= Elmo Hood =

British contemporary artist

Elliot Nicholas Hood (born 1989), known as Elmo Hood, is a British contemporary artist. He works in abstraction, pop art and collage.

== Early life and education ==
Elliot Nicholas Hood was born in Southampton, Hampshire, England in 1989. Living in Chandler’s Ford he attended Thornden School and Barton Peveril Sixth Form College. Hood’s grades qualified him for a sports scholarship at Bath University where he took a Sports Performance foundation degree with hopes of becoming a professional basketball player.

== Career ==
Following a sports injury and family bereavement in 2011, Hood turned to painting as a coping mechanism. Art had been his favourite subject at secondary school where he also studied ceramics and though not seeing a career in art at first, following his move to London he took it more seriously. In 2013, he was commissioned to paint a series of murals for the Teenage Cancer Trust at Southampton General Hospital. That same year he participated in Urban in Ibiza whose theme for the year was ‘Sons of Warhol’ alongside artists such as Banksy, John Tracy and Shephard Fairey.

Hood’s Queen of Hearts piece went viral on social media in 2013. It was created in the pub one evening when he was playing cards and he uploaded the composition to Instagram where it was shared by celebrities including Sean Combs, The Game, Jessie J and Nicola Roberts. It later appeared in the March 2014 issue of Glamour Magazine, Southern Daily Echo and featured in the stage set for Mary J. Blige and Maxwell’s King and Queen of Hearts World Tour.

In April 2014, Hood’s art was exhibited in Munich at the Stroke Art Fair. In May 2014, he went with graffiti artist Inkie to New York City where they collaborated with American artists at “The Allies” group show. Hood held his first solo exhibition ‘One in One Out’ in October 2014 in Knightsbridge, London. That same year he took part in Urban in Ibiza 6, Art Wars at the Moniker Art Fair and several other exhibitions. In 2016, Hood was featured in the British edition of GQ. In May 2016, Hood’s artwork was included in Eunice Olumide’s eponymous gallery at the Groucho Club in London. In November 2016, the Westbank Gallery in London hosted Down the Rabbit Hole, an exhibition of Hood’s work with inspiration taken from Alice in Wonderland.

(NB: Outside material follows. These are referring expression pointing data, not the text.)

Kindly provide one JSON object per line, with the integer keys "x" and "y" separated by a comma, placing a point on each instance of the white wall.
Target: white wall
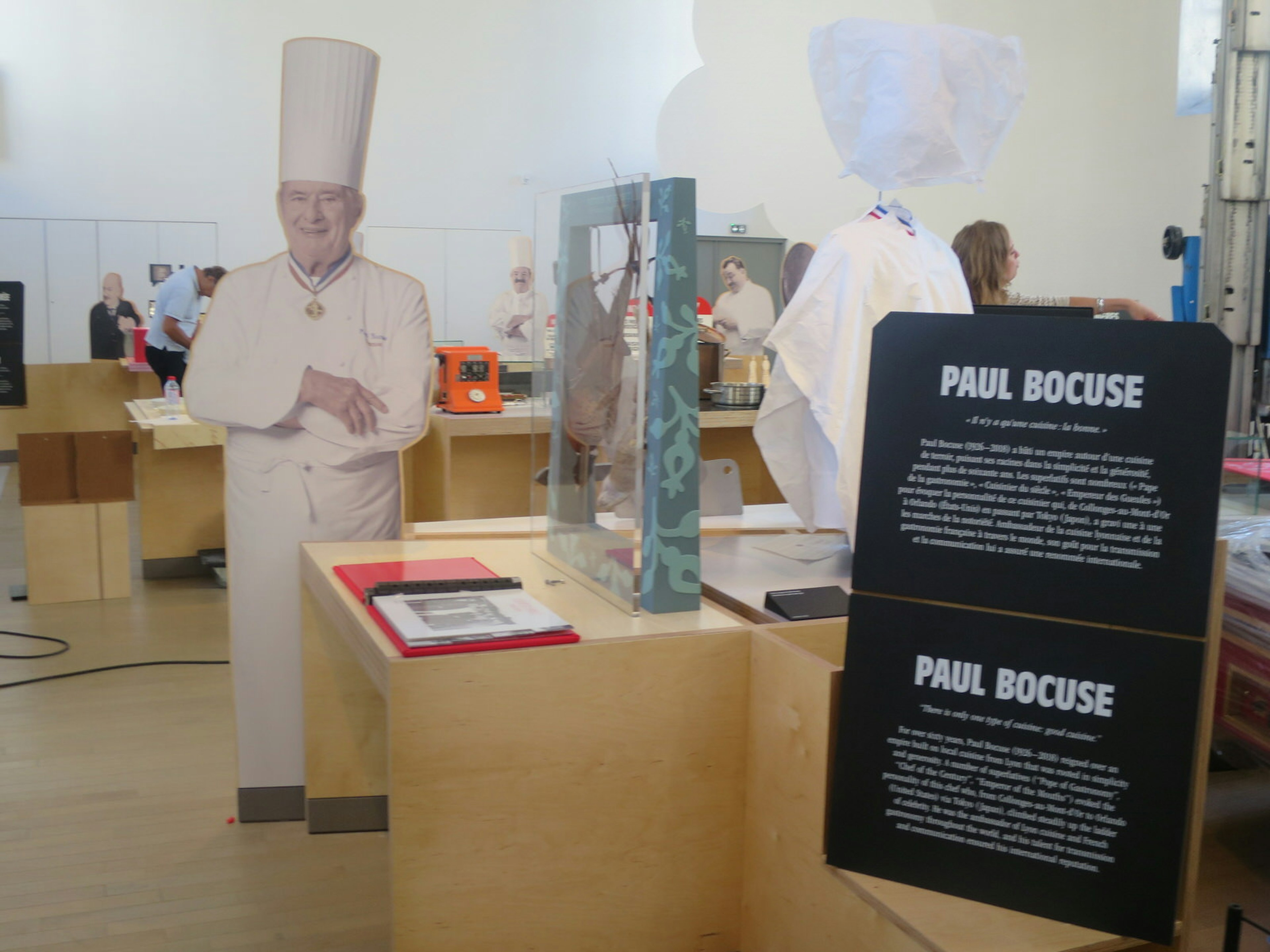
{"x": 150, "y": 110}
{"x": 1095, "y": 168}
{"x": 157, "y": 110}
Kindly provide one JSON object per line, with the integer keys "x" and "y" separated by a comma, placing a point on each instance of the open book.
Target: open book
{"x": 456, "y": 617}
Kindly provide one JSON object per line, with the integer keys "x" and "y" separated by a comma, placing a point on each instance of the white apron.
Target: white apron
{"x": 811, "y": 424}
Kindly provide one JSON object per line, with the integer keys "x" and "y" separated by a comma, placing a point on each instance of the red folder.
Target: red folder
{"x": 365, "y": 575}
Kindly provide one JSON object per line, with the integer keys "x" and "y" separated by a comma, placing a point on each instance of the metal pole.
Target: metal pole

In 2017, Hood was invited to be a selector for the ING Discerning Eye exhibition held at Mall Galleries where four of the pieces he selected won awards and 76 of his own works were displayed. Later that year he exhibited in Chicago at Vertical Gallery as part of their winter group show “Portrait”. Hood took part as an exhibitor and selector for Art Bahrain Across Borders 2018 held at the Bahrain International Exhibition & Convention Centre an event which showcased both local and international artists.

Hood's has exhibited artwork in the galleries in London, Paris, New York, Ibiza and Munich as well as having his work auctioned off at the Houses of Parliament.